# 1st full detail - Speed Yellow 2005 Porsche 996 C4S (pic intensive)



## Ess_Three (Dec 19, 2007)

Despite promising myself I didn't need another time consuming, potentially expensive hobby…and declaring I'd never get hooked on 'detailing'…it appears I have.

So, here's my first attempt...please be gentle!

The plan was simple...I had 2 days to get the prep work done, before stuupnorth arrived and set to with his PC.
I had all the 'gear' I thought I'd need…as much advice as I could take in (thanks Rich and Clark at Polished Bliss) so off I went…

Day 1:

Wheels off and cleaned…the car is 3 ½ years old and the wheels have never been off before (by me, at least) and have no form of protective coating on them.
They've been looked after - of sorts - by cleaning with various wheel cleaners over the years…and tar spots removed regularly.

They weren't too bad to start with:










Although the insides were far from clean!










So, out with the Megs Super De-greaser (4:1) and a stiff brush…










Then Autobrite's Glue and Tar and a stiff brush…










A quick clean with Bilberry Safe Wheel Cleaner (7:1) and then onto claying inside and out with Griots Garage clay and their Speed Shine lube.
Better…









Any stone chips like the one pictured:










…had the raised surfaces carefully filed/sanded down and the 'hole' filler with Porsche Arctic Silver touch-up paint.
Once the paint had hardened, it was polished flush using Griots Garage Fine Hand Polish to give as good a repair as I can achieve with my skills.

4 coats of Poorboys Wheel Sealant later…and they look like this










Whilst the wheels were off, the brake calipers were cleaned with Megs De-greaser (4:1) and a stiff brush, then again using Bilberry Safe Wheel Cleaner (7:1).

Arches were de-greased with De-greaser (4:1), tar removed using Glue and Tar and a stiff brush…then dressed with ArmourAll (I know, I know…it's all I had - it turns out I hadn't bought everything I'd need whilst at Polished Bliss)

Anyway…the brakes/arches now look like this:



















That was enough for day 1. That was 6 hours worth…

Day 2:

Luggage compartment. Not too bad…a little messy…










Hoovered out, and plastics dressed with Poorboys Natural Look Dressing.










Interior not too bad either..again, just a little messy…










Hoovered out, leather (door cards, seats, rear trims, dash) all cleaned with Autoglym Leather cleaner and then fed with their Leather Care Crème.
Plastics dressed with Poorboys Natural Look Dressing.










The windows were then cleaned inside - not easy cleaning the inside of the rear window of a 911 if you are 6'3"!

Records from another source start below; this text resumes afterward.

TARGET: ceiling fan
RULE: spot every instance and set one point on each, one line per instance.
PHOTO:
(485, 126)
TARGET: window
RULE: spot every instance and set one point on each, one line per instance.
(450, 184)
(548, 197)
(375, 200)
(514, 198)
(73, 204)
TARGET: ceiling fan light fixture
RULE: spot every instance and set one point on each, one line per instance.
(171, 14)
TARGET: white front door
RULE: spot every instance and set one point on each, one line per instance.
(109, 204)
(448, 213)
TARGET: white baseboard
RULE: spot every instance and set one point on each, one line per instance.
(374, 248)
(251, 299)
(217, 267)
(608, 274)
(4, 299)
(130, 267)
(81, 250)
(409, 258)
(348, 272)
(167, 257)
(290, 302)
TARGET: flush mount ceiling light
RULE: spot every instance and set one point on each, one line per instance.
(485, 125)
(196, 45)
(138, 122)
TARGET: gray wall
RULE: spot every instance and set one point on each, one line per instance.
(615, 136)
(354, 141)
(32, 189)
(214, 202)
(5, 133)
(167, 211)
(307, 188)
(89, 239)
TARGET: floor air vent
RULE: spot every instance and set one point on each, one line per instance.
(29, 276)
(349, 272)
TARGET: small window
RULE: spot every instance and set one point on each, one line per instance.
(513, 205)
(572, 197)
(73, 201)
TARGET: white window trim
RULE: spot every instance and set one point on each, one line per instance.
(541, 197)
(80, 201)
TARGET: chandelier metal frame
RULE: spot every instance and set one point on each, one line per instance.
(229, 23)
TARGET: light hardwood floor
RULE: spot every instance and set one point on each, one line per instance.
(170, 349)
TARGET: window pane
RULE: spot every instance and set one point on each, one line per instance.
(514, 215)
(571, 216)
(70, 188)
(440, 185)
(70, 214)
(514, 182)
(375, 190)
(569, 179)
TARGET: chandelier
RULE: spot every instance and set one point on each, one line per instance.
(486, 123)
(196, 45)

Onto the outside…the car has all the front coated in Defendall paint protection film…so I'm going to struggle to get a great shine on that….but…in general it wasn't too bad:










The usual bug splats and for some reason, the rear wing makes this thing a tar magnet:










So, it was foamed using a mix of Megs Hyperwash and SSF (1 'pump' of each)










High pressure washed off, which took off the majority of the bugs etc, but left the tar.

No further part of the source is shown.